Juniper Networks joins Cisco and Fortinet in confirming that the Shadow Brokers' leaks include zero-days for its products. NetScreen devices running ScreenOS are vulnerable.
Most observers who've expressed an opinion have concluded the leaks are genuine. There's more divergence on attribution of responsibility, although consensus continues to point to Russian intelligence. A minority argues that this couldn't be the case, because the Russian organs would have held the material quietly and exploited it for their own purposes, and that hence the leaks were the work of a rogue NSA insider. But more observers (Edward Snowden, of all people, among them) argue that disclosure is a deliberate move on the part of the Russian government to discredit NSA and place American intelligence collection in bad odor. And of course the (alleged) complicity of a compromised insider is consistent with Russian intelligence operations.

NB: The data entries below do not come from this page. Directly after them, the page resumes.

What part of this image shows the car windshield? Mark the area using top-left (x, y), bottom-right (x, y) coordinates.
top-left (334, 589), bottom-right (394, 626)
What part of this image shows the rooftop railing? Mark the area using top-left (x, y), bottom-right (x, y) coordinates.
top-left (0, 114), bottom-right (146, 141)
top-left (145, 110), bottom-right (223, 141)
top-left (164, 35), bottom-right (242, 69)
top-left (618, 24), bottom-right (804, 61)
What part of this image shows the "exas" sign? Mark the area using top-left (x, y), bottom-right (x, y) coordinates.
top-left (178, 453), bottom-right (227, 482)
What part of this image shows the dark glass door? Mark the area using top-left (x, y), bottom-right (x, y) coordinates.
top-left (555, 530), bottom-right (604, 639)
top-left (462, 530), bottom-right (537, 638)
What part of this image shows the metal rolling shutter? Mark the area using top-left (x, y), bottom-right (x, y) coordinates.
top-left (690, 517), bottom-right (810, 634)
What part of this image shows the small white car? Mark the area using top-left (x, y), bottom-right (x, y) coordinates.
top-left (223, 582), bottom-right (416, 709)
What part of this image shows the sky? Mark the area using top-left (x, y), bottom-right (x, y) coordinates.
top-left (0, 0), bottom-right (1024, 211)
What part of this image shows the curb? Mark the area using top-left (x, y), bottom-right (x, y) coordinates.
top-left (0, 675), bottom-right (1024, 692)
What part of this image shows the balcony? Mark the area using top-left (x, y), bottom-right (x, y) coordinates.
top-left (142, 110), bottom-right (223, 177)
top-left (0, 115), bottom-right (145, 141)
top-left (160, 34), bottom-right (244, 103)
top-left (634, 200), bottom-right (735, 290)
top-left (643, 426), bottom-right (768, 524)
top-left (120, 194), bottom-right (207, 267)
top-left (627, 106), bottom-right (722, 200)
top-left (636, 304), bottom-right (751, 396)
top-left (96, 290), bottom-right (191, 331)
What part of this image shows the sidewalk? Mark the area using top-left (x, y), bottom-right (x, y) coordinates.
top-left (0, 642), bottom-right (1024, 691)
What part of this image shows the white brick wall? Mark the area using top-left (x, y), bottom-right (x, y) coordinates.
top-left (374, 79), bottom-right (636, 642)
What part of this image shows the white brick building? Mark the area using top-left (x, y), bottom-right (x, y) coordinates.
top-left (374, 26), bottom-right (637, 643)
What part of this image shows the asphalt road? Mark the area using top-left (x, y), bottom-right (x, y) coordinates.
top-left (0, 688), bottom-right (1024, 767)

That the Shadow Brokers are private actors with a mix of hacktivist and mercenary motives seems unlikely. Their online auction of the material makes little sense: it's seen no serious bidders. And, as CIO points out, the loss leaders with which they've teased the market would have brought a great deal of money from zero-day brokers, whether white, grey, or black hat.
Speaking of Russian intelligence, Fancy Bear (of DNC hack fame) is back, and apparently behind the hack of the World Anti-Doping Agency.
Dr. Web warns that the Spy-Agent backdoor Trojan is now in active use against US targets.
Palo Alto sees a shift in Hancitor downloader tactics.